第7話 労働の実際

 「職場」というものに実際に出向いて、たくさんの人間の中で労働をしたことがある人なら、実際に日々そうした現実の渦中で、様々な個性の人々と感情のやり取りをしながら、切磋琢磨しながら、長時間を過ごすというのが、いかに気骨の折れるような、消耗を伴うような、厄介な作業というか、大変な難事であるかを知っている。

 勿論人それぞれに個性とか人格のバイアスとかはあって、比較的に人間関係の網の目の中で世間を円転滑脱に遊泳するのが得手がいいというような、コミュニケーション能力とか社会性に長けたタイプの人もいて、そういう「苦役」に対する耐性が強い場合もあろうが、基本的に学校でも職場でも緊張を伴うそういう場所に持続して「いる」こと自体の精神的苦痛が、労働が困難である主な理由でもある。慣れないうちは、このことがまず大変なハードルになるのだ。

 日菜子はCEOとして、この「職場」というものに不可避的に付き纏う様々なストレスを徹底的に排除することを目指した。

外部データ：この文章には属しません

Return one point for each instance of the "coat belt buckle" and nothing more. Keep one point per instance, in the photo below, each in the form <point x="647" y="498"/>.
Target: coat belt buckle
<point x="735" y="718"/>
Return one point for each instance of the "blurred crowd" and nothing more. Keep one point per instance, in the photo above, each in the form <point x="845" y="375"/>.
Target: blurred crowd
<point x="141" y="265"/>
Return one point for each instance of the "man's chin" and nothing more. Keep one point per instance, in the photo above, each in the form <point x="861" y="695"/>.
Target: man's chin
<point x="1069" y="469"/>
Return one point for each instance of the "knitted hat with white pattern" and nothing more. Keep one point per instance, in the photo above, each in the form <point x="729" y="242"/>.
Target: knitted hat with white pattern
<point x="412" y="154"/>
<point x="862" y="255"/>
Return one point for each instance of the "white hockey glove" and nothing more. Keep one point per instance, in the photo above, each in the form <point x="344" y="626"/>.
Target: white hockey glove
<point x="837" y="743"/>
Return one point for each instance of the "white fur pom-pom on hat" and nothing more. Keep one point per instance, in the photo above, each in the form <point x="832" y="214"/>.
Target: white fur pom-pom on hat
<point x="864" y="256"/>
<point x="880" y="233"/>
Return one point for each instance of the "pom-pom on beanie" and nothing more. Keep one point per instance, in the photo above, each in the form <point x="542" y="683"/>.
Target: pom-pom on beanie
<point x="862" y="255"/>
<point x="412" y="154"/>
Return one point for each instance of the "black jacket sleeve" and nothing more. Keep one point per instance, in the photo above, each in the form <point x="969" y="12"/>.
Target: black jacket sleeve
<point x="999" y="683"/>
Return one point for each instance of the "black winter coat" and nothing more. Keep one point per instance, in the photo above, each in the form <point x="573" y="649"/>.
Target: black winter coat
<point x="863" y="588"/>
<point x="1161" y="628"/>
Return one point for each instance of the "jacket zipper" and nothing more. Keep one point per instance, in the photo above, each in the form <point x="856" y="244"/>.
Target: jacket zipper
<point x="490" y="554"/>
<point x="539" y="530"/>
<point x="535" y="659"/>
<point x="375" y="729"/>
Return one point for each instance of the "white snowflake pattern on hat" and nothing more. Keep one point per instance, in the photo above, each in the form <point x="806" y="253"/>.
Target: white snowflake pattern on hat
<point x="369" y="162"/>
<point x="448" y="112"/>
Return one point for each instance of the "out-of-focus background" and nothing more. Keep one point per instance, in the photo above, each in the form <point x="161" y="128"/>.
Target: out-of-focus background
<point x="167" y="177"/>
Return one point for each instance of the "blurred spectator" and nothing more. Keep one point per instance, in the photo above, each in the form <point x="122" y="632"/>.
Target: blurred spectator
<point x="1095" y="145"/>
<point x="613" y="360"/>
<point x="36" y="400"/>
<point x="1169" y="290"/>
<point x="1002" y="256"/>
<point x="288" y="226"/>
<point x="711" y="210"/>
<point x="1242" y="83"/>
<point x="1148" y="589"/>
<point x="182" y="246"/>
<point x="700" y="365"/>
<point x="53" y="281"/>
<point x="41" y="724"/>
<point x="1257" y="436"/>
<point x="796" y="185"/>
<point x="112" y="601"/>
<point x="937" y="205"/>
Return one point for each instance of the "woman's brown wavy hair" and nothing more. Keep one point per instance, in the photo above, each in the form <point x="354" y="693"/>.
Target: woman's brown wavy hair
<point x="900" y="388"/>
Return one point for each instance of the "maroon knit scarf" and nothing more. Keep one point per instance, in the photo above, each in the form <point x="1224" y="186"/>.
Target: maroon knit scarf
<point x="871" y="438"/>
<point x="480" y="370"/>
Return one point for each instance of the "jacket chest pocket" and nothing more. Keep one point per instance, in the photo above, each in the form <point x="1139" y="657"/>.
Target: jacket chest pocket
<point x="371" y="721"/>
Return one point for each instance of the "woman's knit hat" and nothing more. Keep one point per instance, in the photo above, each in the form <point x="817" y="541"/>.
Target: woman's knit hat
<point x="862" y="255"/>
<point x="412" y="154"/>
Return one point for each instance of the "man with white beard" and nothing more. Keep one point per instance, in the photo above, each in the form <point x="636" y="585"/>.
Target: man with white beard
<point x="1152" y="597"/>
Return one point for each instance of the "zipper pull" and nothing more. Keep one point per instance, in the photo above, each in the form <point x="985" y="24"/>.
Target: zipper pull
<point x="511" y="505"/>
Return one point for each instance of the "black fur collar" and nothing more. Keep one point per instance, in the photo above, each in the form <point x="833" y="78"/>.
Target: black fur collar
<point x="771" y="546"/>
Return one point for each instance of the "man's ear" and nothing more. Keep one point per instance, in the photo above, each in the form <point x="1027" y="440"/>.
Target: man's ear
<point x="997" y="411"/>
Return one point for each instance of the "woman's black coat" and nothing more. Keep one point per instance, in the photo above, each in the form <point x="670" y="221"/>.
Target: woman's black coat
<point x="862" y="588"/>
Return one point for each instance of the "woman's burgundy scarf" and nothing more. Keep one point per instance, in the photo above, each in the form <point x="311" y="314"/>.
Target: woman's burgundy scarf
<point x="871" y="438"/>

 色彩心理学や音楽心理学、アロマテラピーの知見をもとにして、皆ができるだけ穏やかな、朗らかな気分でいられるような環境を整えて、臨床心理士のカウンセリングも頻繁に行った。

 それぞれの職場の「和」を保つために、メンバーの負担にならない程度に研修、交流、レクレーションを積極的に実施して、相互理解やラポールを深めた。

 退屈な「場」や「時間」というものが人間をいかに損ない、人生を地獄にしているか、それは言わずもがなではあるが、過酷な現実だ。

 人間の集団には「いじめ」もつきものだが、「いじめ」ほど厄介で根が深くて、人間性の尊厳を損なう禁忌はあんまりない。いじめ嫌いの日菜子は「いじめ」衝動が強い社員はすぐ馘首した。腐ったミカンと同じ、と見做すわけである。

 

 こうして平和的で生産的でモラールが高い、理想的な雰囲気の職場が維持されていた。